Before my change, it fails with a linker error saying it can't find
`llama_model_n_head_kv` because /usr/lib appears in the search path
before the directory that contains the libllama.so that was built
internally by the crate. This is because cpal depends on alsa-sys which
uses pkg-config which adds /usr/lib to the search path before the
llama-cpp-sys-2 build.rs is run.
### Additional information
I'm not sure how to add tests so open to some help on that. I wanted to
make sure that this approach is even correct. I coded this to change
Cargo minimally and defensively since I don't know the internals of
Cargo very well (e.g. I don't know if I have to compare against both
`script_out_dir` / `script_out_dir_when_generated` since I don't know
the difference & there's not really any explanation on what they are).

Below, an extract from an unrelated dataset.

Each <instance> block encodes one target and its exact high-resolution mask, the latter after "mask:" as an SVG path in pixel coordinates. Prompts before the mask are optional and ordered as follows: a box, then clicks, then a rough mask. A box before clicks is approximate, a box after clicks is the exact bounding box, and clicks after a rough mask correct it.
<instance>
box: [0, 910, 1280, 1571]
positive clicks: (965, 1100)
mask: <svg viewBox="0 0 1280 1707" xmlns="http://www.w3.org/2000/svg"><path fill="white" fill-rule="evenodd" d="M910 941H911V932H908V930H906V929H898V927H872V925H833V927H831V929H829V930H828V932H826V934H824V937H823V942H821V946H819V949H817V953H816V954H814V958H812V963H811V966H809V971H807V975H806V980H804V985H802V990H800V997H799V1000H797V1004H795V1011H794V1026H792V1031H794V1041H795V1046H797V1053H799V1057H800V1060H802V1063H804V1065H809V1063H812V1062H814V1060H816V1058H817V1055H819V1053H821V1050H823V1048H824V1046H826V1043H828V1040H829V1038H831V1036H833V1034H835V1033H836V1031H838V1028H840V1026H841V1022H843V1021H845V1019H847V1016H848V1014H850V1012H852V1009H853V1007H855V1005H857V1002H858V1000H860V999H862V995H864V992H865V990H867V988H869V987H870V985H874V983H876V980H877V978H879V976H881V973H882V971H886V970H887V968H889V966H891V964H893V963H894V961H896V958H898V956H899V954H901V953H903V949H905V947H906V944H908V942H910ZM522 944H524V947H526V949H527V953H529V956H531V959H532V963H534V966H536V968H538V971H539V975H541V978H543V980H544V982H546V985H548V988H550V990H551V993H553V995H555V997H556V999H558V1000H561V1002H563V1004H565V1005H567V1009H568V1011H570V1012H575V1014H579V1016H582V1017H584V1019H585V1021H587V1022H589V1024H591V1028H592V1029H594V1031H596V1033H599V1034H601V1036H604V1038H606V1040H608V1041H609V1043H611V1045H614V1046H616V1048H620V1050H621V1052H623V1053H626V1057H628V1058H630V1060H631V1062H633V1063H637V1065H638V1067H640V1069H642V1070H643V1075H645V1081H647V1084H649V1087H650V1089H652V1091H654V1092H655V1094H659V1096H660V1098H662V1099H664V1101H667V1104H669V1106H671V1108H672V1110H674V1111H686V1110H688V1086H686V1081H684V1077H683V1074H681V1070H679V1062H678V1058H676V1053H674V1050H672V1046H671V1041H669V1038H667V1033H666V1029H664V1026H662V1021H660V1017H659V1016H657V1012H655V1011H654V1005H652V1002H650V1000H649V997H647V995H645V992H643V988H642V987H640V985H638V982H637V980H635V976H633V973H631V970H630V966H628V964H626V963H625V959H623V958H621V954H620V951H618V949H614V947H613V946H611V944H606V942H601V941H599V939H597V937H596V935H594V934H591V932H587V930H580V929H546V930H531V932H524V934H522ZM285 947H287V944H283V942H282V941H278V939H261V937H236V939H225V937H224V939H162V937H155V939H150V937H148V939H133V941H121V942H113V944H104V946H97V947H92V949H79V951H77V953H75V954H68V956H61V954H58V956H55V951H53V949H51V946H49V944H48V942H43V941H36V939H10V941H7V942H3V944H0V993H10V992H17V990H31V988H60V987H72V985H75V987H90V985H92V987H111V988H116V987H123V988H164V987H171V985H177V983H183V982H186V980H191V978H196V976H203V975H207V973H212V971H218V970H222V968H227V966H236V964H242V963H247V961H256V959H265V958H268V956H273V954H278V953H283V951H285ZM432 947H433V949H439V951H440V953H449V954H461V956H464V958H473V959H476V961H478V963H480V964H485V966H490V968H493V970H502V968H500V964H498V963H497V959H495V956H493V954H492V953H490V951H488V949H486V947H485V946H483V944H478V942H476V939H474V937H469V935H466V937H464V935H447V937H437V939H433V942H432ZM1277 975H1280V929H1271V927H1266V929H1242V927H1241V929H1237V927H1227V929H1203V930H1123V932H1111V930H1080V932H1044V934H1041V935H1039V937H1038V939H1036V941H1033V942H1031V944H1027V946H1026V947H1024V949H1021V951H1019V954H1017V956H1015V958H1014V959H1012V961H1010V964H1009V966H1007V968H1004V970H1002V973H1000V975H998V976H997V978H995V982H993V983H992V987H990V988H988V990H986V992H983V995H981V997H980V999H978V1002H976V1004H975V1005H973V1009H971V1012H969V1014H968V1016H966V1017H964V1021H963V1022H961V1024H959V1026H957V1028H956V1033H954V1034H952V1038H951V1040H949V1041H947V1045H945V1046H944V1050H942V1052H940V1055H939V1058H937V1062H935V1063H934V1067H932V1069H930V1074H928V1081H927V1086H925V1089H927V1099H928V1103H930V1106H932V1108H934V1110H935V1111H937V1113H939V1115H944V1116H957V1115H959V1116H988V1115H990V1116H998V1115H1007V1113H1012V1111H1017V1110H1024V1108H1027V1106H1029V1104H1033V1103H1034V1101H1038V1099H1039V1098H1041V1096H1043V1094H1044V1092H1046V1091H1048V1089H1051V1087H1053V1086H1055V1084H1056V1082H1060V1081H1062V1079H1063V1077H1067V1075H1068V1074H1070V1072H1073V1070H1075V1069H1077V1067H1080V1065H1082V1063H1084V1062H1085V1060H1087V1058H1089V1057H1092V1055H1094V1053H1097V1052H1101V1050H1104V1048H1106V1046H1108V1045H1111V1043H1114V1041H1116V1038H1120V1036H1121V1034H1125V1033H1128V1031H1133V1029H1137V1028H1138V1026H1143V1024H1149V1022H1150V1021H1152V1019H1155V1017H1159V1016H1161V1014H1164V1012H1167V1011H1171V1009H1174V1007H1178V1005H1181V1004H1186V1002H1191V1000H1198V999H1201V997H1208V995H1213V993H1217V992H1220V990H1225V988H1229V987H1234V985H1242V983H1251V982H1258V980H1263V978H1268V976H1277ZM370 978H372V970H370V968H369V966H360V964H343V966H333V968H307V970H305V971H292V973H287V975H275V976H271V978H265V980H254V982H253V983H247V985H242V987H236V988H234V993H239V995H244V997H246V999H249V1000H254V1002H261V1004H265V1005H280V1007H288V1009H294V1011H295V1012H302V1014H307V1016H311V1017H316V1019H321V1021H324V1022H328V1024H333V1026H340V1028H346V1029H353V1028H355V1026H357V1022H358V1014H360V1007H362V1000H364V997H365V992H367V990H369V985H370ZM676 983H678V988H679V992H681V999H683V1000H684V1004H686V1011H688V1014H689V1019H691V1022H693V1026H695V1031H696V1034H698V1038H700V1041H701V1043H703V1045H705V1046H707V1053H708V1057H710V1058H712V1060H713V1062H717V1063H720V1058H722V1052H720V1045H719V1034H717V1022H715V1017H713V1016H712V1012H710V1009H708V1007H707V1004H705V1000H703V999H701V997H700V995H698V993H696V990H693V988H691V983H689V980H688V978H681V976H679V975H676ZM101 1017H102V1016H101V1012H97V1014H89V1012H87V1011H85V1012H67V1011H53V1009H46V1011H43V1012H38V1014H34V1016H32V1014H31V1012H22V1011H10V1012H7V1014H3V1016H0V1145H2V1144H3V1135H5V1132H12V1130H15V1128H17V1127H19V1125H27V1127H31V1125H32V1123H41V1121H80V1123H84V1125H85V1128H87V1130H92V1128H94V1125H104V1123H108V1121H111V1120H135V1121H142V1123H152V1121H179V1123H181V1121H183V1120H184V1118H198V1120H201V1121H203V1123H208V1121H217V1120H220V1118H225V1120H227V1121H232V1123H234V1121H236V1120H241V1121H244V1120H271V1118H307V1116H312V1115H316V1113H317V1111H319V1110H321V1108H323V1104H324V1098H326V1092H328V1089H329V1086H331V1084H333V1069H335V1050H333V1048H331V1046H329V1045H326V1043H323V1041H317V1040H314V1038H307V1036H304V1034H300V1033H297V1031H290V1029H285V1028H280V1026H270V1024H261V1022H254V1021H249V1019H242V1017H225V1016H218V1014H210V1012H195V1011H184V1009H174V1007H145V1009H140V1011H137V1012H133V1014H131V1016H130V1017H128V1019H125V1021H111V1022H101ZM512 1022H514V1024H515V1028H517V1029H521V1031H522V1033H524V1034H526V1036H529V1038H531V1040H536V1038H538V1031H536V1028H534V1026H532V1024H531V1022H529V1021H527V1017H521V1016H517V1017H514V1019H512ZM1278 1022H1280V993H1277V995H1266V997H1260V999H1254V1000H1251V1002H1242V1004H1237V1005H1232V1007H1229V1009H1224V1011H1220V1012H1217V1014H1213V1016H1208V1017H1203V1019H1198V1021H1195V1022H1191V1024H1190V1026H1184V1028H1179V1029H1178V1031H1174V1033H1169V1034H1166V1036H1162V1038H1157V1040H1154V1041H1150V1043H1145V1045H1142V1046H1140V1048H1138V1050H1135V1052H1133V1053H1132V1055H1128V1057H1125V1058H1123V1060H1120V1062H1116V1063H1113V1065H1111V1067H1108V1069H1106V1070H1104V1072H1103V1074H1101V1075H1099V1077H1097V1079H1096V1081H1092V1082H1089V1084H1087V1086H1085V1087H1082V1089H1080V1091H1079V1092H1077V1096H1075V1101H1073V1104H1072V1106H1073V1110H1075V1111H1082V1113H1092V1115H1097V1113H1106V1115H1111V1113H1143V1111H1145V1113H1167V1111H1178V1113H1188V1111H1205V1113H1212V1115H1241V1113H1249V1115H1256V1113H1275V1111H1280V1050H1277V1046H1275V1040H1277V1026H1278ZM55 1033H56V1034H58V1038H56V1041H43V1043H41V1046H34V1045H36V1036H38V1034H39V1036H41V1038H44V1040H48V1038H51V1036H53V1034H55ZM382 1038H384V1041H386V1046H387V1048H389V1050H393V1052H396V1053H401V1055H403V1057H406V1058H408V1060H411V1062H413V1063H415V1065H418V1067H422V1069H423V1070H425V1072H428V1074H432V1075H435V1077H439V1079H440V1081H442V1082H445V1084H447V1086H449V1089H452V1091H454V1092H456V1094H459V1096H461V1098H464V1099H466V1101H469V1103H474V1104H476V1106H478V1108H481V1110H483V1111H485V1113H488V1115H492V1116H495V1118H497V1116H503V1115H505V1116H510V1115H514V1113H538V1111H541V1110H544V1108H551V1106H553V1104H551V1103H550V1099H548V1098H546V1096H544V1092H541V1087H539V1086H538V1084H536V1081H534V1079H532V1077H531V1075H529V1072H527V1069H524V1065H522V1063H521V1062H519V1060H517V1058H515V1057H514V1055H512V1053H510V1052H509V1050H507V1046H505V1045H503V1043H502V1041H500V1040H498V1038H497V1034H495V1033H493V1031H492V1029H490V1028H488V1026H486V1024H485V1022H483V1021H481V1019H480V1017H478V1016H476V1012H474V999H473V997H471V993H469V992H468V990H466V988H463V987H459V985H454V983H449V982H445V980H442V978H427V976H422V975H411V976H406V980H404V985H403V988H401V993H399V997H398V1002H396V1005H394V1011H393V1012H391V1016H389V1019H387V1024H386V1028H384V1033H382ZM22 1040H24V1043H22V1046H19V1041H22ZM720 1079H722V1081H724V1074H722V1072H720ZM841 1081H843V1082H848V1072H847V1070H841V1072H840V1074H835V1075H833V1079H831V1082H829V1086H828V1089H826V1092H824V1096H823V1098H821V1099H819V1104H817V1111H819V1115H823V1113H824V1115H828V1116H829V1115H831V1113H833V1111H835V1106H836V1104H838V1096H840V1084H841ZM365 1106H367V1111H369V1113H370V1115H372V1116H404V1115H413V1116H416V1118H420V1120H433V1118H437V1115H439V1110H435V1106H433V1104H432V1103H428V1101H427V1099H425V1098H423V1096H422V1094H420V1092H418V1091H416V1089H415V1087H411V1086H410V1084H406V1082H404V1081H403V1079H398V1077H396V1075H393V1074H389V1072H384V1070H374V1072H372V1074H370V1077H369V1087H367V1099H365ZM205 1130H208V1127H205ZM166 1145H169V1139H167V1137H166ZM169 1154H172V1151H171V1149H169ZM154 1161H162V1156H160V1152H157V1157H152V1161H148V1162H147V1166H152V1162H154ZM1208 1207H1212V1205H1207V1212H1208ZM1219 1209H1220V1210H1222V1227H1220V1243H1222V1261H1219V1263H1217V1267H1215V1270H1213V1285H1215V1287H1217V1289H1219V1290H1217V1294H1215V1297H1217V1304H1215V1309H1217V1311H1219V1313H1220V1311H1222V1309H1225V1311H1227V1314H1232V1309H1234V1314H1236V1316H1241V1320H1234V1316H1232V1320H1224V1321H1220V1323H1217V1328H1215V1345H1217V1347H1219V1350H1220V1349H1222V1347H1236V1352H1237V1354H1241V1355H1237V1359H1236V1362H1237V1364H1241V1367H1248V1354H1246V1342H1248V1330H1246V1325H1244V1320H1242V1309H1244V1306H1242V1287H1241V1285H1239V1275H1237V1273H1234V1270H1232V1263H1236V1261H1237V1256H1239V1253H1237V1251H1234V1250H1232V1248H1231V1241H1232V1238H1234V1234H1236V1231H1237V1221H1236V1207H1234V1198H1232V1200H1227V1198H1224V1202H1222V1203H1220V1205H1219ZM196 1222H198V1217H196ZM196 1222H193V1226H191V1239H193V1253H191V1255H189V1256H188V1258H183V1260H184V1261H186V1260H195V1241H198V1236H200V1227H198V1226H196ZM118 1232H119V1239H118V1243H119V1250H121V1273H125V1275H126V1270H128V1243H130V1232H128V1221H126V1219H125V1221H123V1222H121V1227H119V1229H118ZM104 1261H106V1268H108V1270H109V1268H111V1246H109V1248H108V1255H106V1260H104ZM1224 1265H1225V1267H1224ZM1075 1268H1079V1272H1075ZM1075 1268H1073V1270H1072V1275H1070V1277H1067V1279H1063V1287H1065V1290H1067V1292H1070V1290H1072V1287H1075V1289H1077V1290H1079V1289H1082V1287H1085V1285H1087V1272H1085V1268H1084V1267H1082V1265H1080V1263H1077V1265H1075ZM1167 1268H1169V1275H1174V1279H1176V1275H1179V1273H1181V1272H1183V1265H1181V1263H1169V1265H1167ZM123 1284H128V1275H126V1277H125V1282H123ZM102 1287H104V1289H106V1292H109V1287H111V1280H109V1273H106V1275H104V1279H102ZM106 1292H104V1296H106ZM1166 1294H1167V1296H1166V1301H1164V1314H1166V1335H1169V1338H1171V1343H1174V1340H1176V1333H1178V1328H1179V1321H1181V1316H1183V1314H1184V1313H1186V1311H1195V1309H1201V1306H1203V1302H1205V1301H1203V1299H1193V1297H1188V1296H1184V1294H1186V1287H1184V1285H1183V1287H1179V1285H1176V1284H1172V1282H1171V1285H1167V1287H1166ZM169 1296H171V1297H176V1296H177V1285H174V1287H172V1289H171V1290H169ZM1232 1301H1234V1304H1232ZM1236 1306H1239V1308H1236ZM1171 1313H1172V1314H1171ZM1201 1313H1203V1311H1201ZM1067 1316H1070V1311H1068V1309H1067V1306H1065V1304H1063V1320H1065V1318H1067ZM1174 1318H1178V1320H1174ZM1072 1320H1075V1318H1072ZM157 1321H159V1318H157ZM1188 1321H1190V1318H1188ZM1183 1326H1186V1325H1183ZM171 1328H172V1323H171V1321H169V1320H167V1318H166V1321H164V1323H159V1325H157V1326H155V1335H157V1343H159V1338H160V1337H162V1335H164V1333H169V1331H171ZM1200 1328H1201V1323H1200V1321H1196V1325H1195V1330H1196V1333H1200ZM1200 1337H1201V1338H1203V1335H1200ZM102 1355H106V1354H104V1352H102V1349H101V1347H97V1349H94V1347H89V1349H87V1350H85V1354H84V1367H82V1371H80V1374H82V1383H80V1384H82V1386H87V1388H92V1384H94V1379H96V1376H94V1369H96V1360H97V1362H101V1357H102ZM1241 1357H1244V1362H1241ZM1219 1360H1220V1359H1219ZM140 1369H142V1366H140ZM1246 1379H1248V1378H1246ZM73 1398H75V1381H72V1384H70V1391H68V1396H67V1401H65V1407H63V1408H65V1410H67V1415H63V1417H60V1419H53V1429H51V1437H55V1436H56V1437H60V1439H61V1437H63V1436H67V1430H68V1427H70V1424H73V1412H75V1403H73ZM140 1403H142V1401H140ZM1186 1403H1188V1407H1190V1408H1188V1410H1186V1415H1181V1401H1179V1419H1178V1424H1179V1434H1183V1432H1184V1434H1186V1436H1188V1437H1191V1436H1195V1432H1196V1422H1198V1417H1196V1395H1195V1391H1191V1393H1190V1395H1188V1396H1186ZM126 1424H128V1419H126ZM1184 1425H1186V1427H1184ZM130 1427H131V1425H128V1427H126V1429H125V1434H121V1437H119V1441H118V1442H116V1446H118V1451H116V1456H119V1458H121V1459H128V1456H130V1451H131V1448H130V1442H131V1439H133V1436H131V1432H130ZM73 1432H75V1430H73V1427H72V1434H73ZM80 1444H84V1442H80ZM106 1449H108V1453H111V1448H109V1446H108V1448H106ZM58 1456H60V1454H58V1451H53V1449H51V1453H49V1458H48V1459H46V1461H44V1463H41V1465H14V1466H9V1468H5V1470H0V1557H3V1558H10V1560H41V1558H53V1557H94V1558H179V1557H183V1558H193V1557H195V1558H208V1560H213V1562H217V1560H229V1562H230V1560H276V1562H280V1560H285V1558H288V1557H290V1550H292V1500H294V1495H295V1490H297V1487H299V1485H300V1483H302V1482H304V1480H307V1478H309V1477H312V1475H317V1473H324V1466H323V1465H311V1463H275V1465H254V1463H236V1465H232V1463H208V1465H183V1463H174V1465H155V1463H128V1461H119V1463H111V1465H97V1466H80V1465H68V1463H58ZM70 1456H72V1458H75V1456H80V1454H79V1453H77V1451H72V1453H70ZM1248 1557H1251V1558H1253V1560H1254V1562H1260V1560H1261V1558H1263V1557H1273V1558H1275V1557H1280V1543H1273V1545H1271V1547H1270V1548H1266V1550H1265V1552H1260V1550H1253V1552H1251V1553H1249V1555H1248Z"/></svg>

It's possible this over-complicates the implementation so open to any
feedback. Additionally, the sort that happens prior to each build up of
the rustc environment is not where I'd ideally place it. I think it
would be more efficient to have the list of search paths be
free-floating and not tied to a BuildOutput so that they could be kept
updated live & resorted only on insertion (since it's changed less
frequently than rustc is invoked). Additionally, the generalized sort is
correct but pessimistic - maintaining the list sorted could be done
efficiently with some minor book keeping (i.e. you'd only need to sort
the new paths & then could quickly inject into the middle of a
VecDeque).
And of course in terms of correctness, I didn't do a thorough job
testing across all possible platforms. From first principles this seems
directionally correct but it's always possible this breaks someone
else's workflow. I'm also uneasy that the relative position of `-L` /
`-l` arguments changes in this PR & I'm not sure if that's observable
behavior or not (i.e. it used to be -L for a crate followed by `-l` for
a crate), but now it's `-L` for all crates, still grouped by crated
internally, followed by `-l` by crate).